The conversation moved on to other things, but at the end of the interview, he thanked me with genuine sincerity for my opinions.

I walked out of the interview and said a prayer of thanks. God sent me all the way to New Haven, put me before an important doctor, and then had me defend the faith and share the beautiful consistency of Christianity to a man otherwise isolated from Christians. I never expected I'd be "...being brought before kings and rulers for my name's sake" while interviewing (Luke 21:12). What an opportunity! Praise God!


P.S. - G.K. Chesterton
I'm very disappointed I hadn't heard of him earlier. It would have so greatly reduced the severity with which I have in the past banged my head against the wall. He is a magician, with his prose releasing us from the chains of super-rationalism, and sprinkles us with fairy dust, allowing us to ascend into the heavens (I think I sub-consciously ripped that off one of his reviewers).

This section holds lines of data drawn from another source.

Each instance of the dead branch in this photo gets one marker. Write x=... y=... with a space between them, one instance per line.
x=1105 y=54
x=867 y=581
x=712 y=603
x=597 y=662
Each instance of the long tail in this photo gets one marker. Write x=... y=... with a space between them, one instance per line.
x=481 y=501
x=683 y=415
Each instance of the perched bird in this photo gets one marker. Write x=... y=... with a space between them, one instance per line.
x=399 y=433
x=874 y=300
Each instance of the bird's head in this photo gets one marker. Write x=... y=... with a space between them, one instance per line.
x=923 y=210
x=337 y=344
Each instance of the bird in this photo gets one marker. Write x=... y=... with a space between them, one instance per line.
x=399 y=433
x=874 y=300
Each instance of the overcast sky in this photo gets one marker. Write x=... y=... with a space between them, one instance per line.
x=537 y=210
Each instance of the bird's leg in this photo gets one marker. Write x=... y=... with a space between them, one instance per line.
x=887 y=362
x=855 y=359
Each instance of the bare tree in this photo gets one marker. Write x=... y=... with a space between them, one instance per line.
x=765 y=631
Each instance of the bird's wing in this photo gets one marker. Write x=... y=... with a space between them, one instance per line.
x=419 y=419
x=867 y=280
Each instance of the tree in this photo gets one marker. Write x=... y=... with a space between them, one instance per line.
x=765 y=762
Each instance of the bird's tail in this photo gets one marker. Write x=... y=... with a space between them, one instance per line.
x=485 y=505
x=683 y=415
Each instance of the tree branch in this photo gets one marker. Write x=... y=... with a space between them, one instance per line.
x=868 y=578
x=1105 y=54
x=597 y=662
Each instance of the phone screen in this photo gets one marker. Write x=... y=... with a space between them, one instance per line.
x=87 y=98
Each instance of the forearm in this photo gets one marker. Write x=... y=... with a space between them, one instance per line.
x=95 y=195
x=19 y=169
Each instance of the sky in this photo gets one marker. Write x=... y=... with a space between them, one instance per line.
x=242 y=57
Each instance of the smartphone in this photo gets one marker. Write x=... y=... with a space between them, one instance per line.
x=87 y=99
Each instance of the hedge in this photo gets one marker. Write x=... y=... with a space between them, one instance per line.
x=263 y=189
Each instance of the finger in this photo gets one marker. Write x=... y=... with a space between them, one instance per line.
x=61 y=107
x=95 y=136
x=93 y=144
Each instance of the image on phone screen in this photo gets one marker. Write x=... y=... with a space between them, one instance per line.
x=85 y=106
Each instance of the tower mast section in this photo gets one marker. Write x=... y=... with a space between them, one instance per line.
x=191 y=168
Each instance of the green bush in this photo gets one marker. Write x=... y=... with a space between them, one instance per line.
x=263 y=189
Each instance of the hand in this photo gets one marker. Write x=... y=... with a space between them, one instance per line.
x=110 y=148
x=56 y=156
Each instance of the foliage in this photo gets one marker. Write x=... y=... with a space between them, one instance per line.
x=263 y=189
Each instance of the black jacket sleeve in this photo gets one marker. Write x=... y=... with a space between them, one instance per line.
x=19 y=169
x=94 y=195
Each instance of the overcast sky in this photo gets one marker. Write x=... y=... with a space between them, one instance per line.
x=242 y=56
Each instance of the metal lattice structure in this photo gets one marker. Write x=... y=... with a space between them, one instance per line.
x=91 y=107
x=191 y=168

But for the moment it is possible in the same solely practical manner to give a general answer touching what in actual human history keeps men sane. Mysticism keeps men sane. As long as you have mystery you have health; when you destroy mystery you create morbidity. The ordinary man has always been sane because the ordinary man has always been a mystic. He has permitted the twilight. He has always had one foot in earth and the other in fairyland. He has always left himself free to doubt his gods; but (unlike the agnostic of to-day) free also to believe in them. He has always cared more for truth than for consistency. If he saw two truths that seemed to contradict each other, he would take the two truths and the contradiction along with them. His spiritual sight is stereoscopic, like his physical sight: he sees two different pictures at once and yet sees all the better for that.

Incredible! That was from Orthodoxy, which I'm halfway through.


P.P.S. - Love
I was over at Andy's in Orange and I saw this cartoon. It reminded me of a previous blog I wrote about women. It came from a webcomic called xkcd.com .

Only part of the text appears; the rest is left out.